At Grist, David Roberts writes, The Republicans’ hollow threat: EPA and the Congressional Review Act:

Among the options congressional Republicans are said to be mulling in their war on the Environmental Protection Agency is the Congressional Review Act. Newly far-right Energy Committee Chair Fred Upton (R-Mich.) has been talking smack about it.

Can it work? Almost certainly not.

The CRA is a law Newt Gingrich got passed back in 1996. It says that within 60 days of a regulation being passed by the executive branch, a majority in both houses of Congress can vote to nullify it. (It can't be filibustered, so you only need a majority in the Senate, not the usual 60.) It's only been used once, when Bush got rid of some Clinton ergonomics rules just as he was entering office.
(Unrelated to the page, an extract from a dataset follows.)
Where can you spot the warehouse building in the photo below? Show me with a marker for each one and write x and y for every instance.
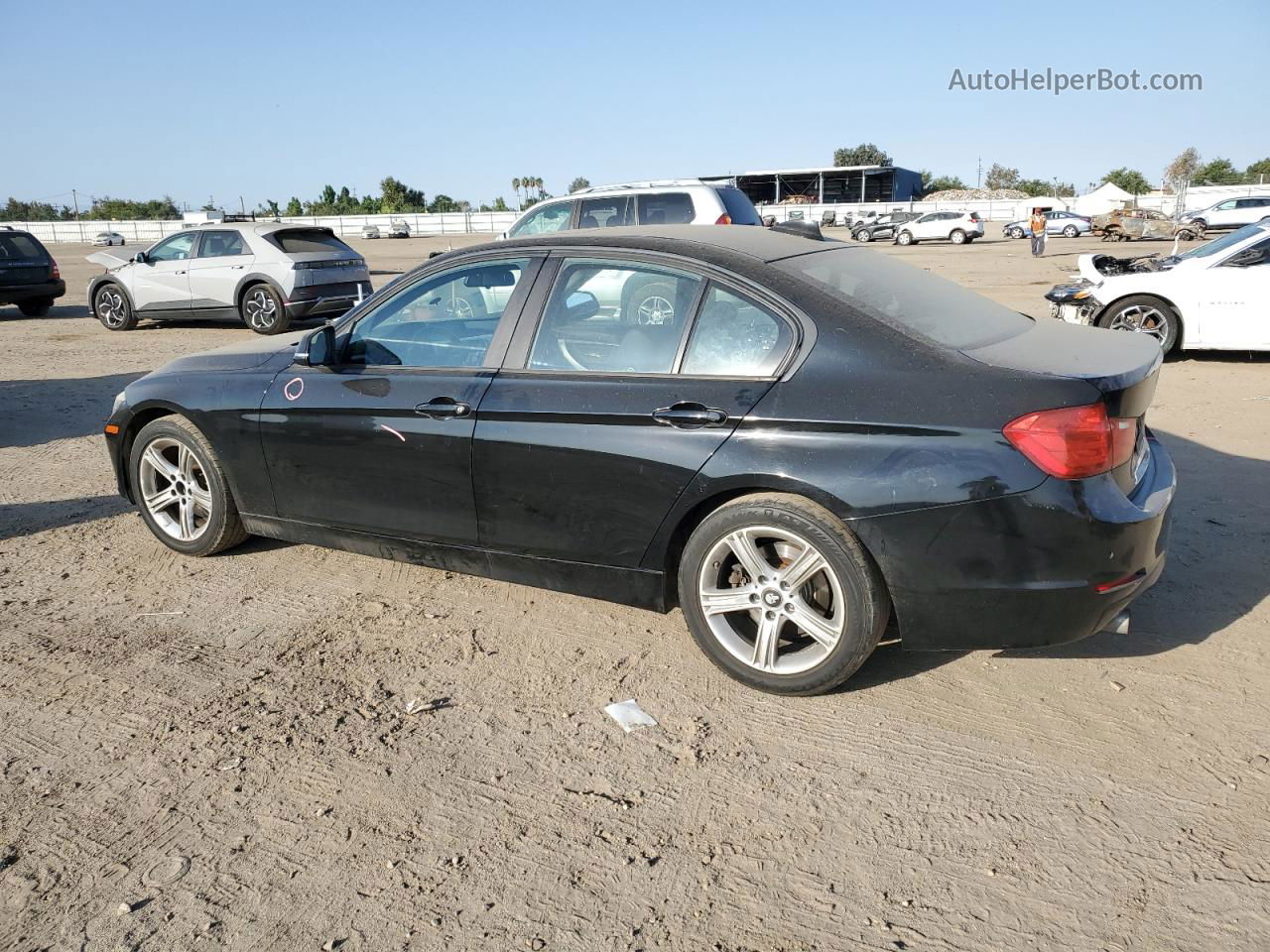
(852, 182)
Why is CRA the dog that never barks? Because once the Resolution of Disapproval passes Congress it goes to the president, who presumably will veto it immediately. Why wouldn't he? They are, after all, his regulations.

Add to that the inconvenient fact that most of the key EPA rules on climate pollution are already more than 60 days old and this adds up to a real nothingburger. Even if Republicans are able to muster 51 votes in the Senate, it would be entirely symbolic, pure politics. And it's not clear if there are 51 votes. Lots of Democrats support Sen. Jay Rockefeller's (D-W.Va.) proposal for a two-year delay of EPA rules -- there may be 60 votes for that at some point -- but are more leery about permanently crippling the EPA, which despite Beltway conventional wisdom is quite popular with the public.

The right knows the CRA can't actually block EPA. (Witness Sen. Lisa Murkowski's [R-Alaska] humiliating failure.) They're just trying to bully EPA into backing down. It's a purely political play. "The threat of the Congressional Review Act is likely to have some moderating impact on what EPA does on some of these things," says industry spokesflack Jeff Holmstead.

• • • • •

Check out Patric Juillet's diary, Playing God with Food Distribution.

• • • • •

At Daily Kos on this date in 2003:

Today’s Washington Post has a very revealing look at the White House attitude and strategy in pushing their class warfare plan, otherwise known as their version of a stimulus package. As we reported earlier in the week, it now appears that five GOP Senators, including most importantly Finance Committee chair Charles Grassley, think that the Bush package may not be viable at all. ...

Just because Norquist and the rest of his K Street checkwriters think they can marshal a victory here doesn’t mean they can overcome Wall Street. Nor does it mean that the Senate, with so many in the middle already doubting the plan, will pay any attention to the crazy loons in the GOP House leadership. There is no doubt that DeLay will hammer a vote through quickly, but it will be essential for Nancy Pelosi and John Spratt to cut the legs off of this plan with their opposition, and to keep the Democratic caucus together as much as possible, so that they can show this to be as much a party-line vote as anything else.

Yes, Norquist may already be talking about moving from any dividend tax elimination failure to a capital gains tax cut, but that only shows how shallow Rove’s plan from a policy perspective was in the first place.

Tonight's Quote:

"I'm not a hater, not one of the angry radio guys. I'm an entertainer with a conservative agenda who wouldn't have 20 million listeners if I spewed venom. Yet you liberals lump me in with all the others. ... I tell people don't kill all the liberals. Leave enough so we can have two on every campus - living fossils - so we will never forget what these people stood for."